Now we have all the helper functions we need, we can read the data into a Pandas Dataframe

# <remote_IP_address> - <client_user_name_if_available> [<timestamp>] "<request_method> <request_path> <request_protocol>" <origin_server_HTTP_status> <origin_server_content_size> "<request_referrer>" "<request_user_agent>" <number_of_requests_received_since_Traefik_started> "<Traefik_router_name>" "<Traefik_server_URL>" <request_duration_in_ms>ms
log_file = '/path/to/my/access.log'
df = pd.read_csv(
    log_file,
    sep=r'\s(?=(?:[^"]*"[^"]*")*[^"]*$)(?![^\[]*\])',
    engine='python',
    usecols=[0, 3, 4, 5, 6, 7, 8, 10, 11, 12],
    names=['ip', 'timestamp', 'request', 'status', 'size', 'referer', 'user_agent', 'Traefik_router_name', 'Traefik_server_URL', 'request_duration_in_ms'],
    na_values='-',
    header=None,
    dtype={'status': pd.Categorical},
    converters={
        'request_duration_in_ms': parse_duration,
        'timestamp': parse_datetime,
        'request': parse_str,
        'referer': parse_str,
        'user_agent': parse_str,
        'Traefik_router_name': parse_str,
        'Traefik_server_URL': parse_str,
    },
)

From here we’d like to unpack the request section "<request_method> <request_path> <request_protocol>", this is simply achievable by unpacking a List into Pandas Columns

df[['request_method', 'request_path', 'request_protocol']] = pd.DataFrame(df['request'].str.split().to_list(), index=df.index) 

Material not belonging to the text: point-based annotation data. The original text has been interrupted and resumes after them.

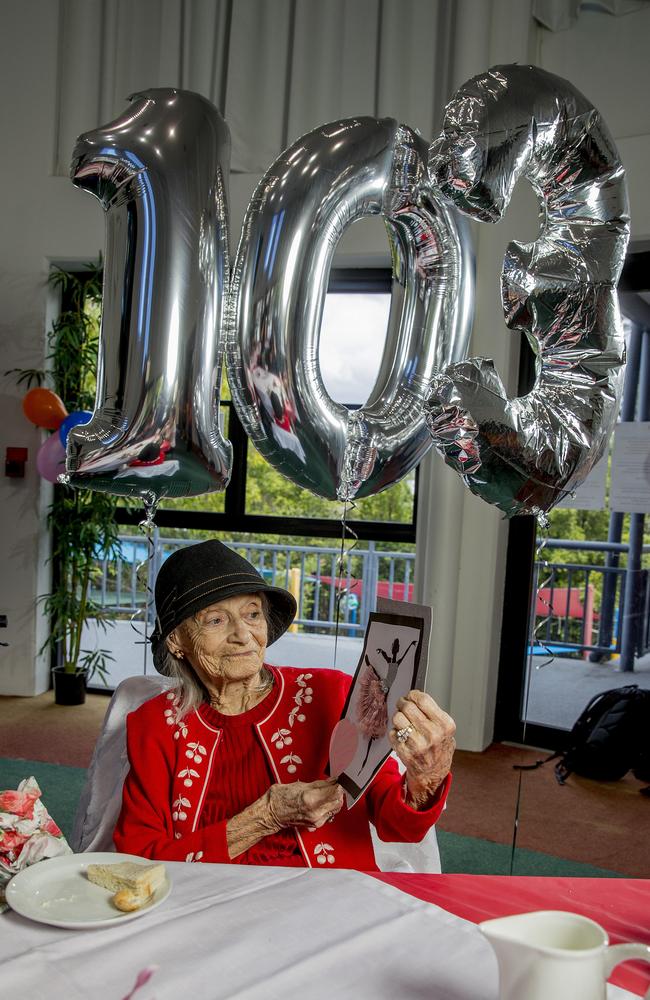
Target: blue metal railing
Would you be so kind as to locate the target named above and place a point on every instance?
(570, 617)
(324, 590)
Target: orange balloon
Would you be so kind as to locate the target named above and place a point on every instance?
(44, 408)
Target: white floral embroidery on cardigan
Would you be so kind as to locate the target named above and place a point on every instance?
(170, 718)
(179, 806)
(324, 853)
(291, 759)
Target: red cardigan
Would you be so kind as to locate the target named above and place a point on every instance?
(172, 765)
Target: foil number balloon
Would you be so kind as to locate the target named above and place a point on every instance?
(159, 171)
(308, 197)
(524, 454)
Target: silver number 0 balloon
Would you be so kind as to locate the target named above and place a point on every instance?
(525, 454)
(160, 172)
(308, 197)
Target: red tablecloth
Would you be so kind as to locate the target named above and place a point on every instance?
(621, 906)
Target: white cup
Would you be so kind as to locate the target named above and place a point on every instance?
(555, 955)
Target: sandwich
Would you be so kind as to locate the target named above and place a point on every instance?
(133, 884)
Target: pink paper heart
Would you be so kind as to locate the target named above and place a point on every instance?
(343, 746)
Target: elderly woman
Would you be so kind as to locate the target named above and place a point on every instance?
(230, 765)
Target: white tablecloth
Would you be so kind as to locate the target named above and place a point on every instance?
(236, 931)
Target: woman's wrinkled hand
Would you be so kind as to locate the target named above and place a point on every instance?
(428, 748)
(303, 803)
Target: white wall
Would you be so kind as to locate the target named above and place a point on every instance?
(461, 541)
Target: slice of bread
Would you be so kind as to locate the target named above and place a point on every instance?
(140, 879)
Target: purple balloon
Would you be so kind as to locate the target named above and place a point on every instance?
(50, 460)
(72, 420)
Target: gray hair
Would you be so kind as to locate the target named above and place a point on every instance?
(189, 690)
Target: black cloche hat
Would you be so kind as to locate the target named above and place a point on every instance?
(196, 576)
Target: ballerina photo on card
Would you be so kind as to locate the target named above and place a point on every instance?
(374, 686)
(389, 667)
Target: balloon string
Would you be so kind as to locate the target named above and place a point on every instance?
(542, 534)
(147, 526)
(344, 555)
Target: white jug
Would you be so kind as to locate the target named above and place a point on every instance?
(554, 955)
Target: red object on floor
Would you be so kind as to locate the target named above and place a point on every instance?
(621, 906)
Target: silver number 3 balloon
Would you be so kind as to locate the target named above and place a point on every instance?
(524, 454)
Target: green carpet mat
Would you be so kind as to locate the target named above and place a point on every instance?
(61, 787)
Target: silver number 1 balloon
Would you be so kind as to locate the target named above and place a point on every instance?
(160, 172)
(524, 454)
(314, 190)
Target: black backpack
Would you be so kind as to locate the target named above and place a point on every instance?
(610, 737)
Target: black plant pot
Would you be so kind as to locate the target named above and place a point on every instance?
(69, 689)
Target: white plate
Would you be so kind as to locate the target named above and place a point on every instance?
(57, 892)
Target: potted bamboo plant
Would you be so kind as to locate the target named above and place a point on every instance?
(82, 521)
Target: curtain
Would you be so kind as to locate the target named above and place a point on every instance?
(558, 15)
(275, 68)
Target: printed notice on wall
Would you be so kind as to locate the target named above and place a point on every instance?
(590, 495)
(630, 486)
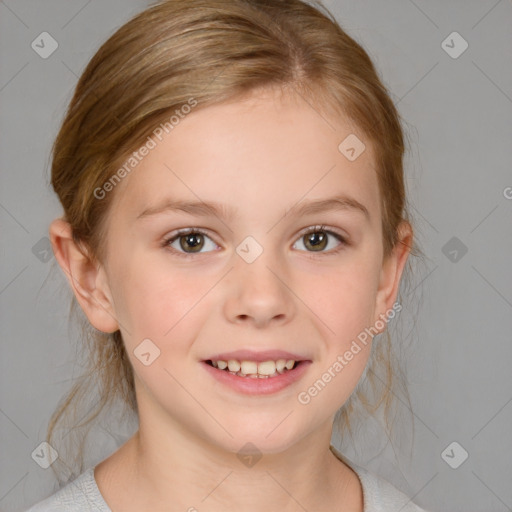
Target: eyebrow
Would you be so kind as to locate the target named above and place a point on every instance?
(204, 209)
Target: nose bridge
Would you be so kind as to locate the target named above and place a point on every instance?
(257, 288)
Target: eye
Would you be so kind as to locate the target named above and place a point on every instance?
(316, 239)
(189, 242)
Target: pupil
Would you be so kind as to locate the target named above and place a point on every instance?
(317, 239)
(191, 242)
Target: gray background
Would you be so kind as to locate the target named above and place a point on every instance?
(459, 122)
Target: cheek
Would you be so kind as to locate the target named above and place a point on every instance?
(343, 300)
(155, 302)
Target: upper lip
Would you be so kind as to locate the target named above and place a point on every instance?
(250, 355)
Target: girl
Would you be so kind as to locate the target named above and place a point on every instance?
(235, 231)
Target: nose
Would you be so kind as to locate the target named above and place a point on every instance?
(258, 293)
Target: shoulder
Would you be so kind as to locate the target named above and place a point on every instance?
(379, 495)
(80, 494)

Now we have the data in a Dataframe, we’re on familiar ground and can use lots of common tools to do some EDA

import pandas_profiling
profile = df.profile_report(title='Pandas Profiling Report')
profile.to_file(output_file="access_log_pandas_profiling.html")

We can simply plot charts to show how quick we’re responding to requests

df.groupby(df['timestamp'].dt.floor('h'))['request_duration_in_ms'] \
.quantile([0.25, 0.5, 0.75, 0.95, 1])\
.unstack(level=-1)\
.plot()